Burns Management Indian Medical PG Question 10: All of the following are causes of death in burn patients except
- A. ARDS
- B. Sepsis
- C. Hyponatremia (Correct Answer)
- D. Shock
Burns Management Explanation: ***Hyponatremia***
- While **hyponatremia** can occur in burn patients due to fluid shifts or inappropriate ADH secretion, it is rarely a direct cause of death on its own.
- Severe hyponatremia would typically need to be profound and uncorrected to be lethal, and other major burn complications are more immediate and common causes of mortality.
*ARDS*
- **Acute Respiratory Distress Syndrome (ARDS)** is a severe and common complication in burn patients, often due to smoke inhalation injury or systemic inflammation.
- It leads to profound **hypoxemia** and is a significant cause of mortality in both early and late stages of burn care.
*Sepsis*
- **Sepsis** is a leading cause of death in burn patients, especially with extensive burns, due to the loss of skin barrier function and increased susceptibility to infection.

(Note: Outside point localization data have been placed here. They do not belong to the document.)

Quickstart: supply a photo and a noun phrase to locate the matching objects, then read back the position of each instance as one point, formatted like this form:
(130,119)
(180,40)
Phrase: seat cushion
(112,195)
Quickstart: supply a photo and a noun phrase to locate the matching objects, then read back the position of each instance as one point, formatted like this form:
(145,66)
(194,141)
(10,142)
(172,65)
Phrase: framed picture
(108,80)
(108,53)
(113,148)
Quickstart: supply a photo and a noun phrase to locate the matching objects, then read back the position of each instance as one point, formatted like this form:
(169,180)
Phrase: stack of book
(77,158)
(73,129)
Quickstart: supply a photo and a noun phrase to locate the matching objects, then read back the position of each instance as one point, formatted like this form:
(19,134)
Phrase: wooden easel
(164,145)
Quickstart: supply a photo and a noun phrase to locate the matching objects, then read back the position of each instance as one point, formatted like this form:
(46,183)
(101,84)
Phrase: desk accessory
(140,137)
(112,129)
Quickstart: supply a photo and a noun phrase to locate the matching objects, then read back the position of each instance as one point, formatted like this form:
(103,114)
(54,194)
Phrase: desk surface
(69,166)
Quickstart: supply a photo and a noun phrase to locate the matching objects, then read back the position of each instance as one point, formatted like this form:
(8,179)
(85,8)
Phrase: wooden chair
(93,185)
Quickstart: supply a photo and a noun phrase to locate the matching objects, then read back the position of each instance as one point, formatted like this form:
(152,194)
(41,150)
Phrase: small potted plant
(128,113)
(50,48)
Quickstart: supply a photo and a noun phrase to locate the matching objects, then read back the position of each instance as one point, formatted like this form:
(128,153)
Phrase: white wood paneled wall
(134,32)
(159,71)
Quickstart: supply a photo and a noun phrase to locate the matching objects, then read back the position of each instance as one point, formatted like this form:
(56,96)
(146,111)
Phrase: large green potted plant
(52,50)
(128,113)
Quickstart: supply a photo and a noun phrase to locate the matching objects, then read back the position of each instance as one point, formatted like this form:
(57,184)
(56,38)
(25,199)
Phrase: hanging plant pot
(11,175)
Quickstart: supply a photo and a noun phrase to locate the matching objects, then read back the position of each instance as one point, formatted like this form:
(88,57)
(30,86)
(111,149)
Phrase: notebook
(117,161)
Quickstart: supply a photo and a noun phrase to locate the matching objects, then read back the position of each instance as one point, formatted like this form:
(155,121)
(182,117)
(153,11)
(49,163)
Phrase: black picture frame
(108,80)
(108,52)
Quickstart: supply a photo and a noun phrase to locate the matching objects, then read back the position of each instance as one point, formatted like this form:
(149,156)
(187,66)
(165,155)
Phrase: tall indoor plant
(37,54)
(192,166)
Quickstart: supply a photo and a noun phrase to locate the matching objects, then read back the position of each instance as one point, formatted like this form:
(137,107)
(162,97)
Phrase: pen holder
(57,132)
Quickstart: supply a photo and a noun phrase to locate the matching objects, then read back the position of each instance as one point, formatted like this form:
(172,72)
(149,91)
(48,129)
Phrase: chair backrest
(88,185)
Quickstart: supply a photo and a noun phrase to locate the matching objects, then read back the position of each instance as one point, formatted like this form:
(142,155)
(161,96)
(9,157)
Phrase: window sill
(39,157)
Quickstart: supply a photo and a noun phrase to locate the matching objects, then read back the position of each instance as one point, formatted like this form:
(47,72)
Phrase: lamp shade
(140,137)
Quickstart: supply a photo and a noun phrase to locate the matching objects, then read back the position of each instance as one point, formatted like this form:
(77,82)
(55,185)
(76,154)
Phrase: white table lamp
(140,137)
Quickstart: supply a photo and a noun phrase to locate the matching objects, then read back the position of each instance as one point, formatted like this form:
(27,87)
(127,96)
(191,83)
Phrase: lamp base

- The systemic inflammatory response and subsequent **multiple organ dysfunction syndrome (MODS)** are often fatal.
*Shock*
- **Hypovolemic shock** is a prominent cause of early death in severely burned patients due to massive fluid loss from the burn wound.
- Other forms of shock, such as **distributive (septic) shock**, can also occur later and contribute significantly to overall mortality.